Wednesday 16 December 2020


THE suspension of two Harare City Council directors — Cainos Chingombe and Tendai Kwenda — three years ago was lawful, the Supreme Court has ruled in the case of the two, who are now facing charges of criminal abuse of office.

They were reinstated in November after three years on suspension, but it was short-lived as they were arrested a few weeks back for criminal abuse of office and defrauding the local authority of millions of dollars.

Chingombe is human capital development director, while Kwenda is the finance director. The decision to reinstate the pair was made during a full council meeting held in the council chambers in November.

The reinstatement was done despite a warning that had been issued by the Government to the local authority against reinstating officials with pending court cases.

Last week, the Supreme Court upheld the 2018 High Court decision rejecting the duo’s application in which they were challenging the validity of their suspension, but ruled that the High Court was offside for deciding the matter when it has no jurisdiction to do so.

Chingombe and Kwenda had approached the High Court seeking a determination of which employment law was applicable to the disciplinary action taken against them — the Urban Councils Act or the Labour Act with its attendant Labour (National Employment Code of Conduct) Regulations, SI 15 of 2006.

But the court threw out their application on the basis that the new Labour Act now applied to all employers and employees in this jurisdiction except those that it specifically excludes.

The Supreme Court agreed with the lower court, saying the city, which does not have a code of conduct for discipline purposes within the workplace, was correct to use Labour Act to deal with the two senior employees.

Justice Anne-Mary Gowora, who penned the judgment for the Appeals Court said the city was subject to Labour Act and had to comply with its provisions in all respect.

The local authority, she said, did not belong to the category of employers exempted from the application of the Labour Act.

“Thus, the city must have resort to the national code of conduct in the resolution of employment disputes, as the Urban Councils Act was not a code of conduct,” said Justice Gowora.

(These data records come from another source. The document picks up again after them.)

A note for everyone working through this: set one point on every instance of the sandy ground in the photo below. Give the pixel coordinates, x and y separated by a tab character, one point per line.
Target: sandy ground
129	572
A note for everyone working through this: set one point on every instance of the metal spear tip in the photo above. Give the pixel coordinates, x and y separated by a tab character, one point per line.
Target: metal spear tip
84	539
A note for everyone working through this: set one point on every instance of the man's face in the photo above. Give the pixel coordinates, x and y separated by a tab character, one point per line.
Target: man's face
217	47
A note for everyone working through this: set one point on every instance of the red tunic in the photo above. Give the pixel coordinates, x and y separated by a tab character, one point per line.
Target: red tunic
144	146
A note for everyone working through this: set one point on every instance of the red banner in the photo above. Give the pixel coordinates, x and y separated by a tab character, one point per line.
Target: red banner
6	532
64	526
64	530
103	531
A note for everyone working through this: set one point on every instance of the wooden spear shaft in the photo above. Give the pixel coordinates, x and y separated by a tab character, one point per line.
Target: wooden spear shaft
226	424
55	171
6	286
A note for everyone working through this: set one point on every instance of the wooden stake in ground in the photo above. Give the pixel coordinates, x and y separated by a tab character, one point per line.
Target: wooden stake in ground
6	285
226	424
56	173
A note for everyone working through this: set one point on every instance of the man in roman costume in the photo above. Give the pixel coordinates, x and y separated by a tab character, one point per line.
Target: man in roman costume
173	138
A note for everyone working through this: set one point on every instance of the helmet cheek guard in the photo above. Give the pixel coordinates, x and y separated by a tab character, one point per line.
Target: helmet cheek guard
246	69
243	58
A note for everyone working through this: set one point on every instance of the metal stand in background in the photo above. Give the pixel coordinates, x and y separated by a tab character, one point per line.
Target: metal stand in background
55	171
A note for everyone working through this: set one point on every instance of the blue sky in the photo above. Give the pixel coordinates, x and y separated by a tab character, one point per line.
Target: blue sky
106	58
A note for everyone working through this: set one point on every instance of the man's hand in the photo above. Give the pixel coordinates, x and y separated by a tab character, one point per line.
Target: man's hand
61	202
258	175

“As a consequence, the view I take is that what was before the court a quo was an issue dealing with an employment relationship and that is a dispute that falls for determination under the Labour Act by the Labour Court and other structures below it.”

Justice Gowora found that the High Court misdirected itself in assuming jurisdiction in the matter although the court came to the correct conclusion that it was the national code of conduct that applied in the  matter.

“It should have declined jurisdiction on the same basis resulting in the matter being struck off the roll for want of jurisdiction,” she said.

The duo had been suspended in 2017 together with then acting town clerk Mrs Josephine Ncube, and Dr Prosper Chonzi (Health Services) on allegations of financial abuse following a report by a tribunal set up to investigate council’s employment costs compliance.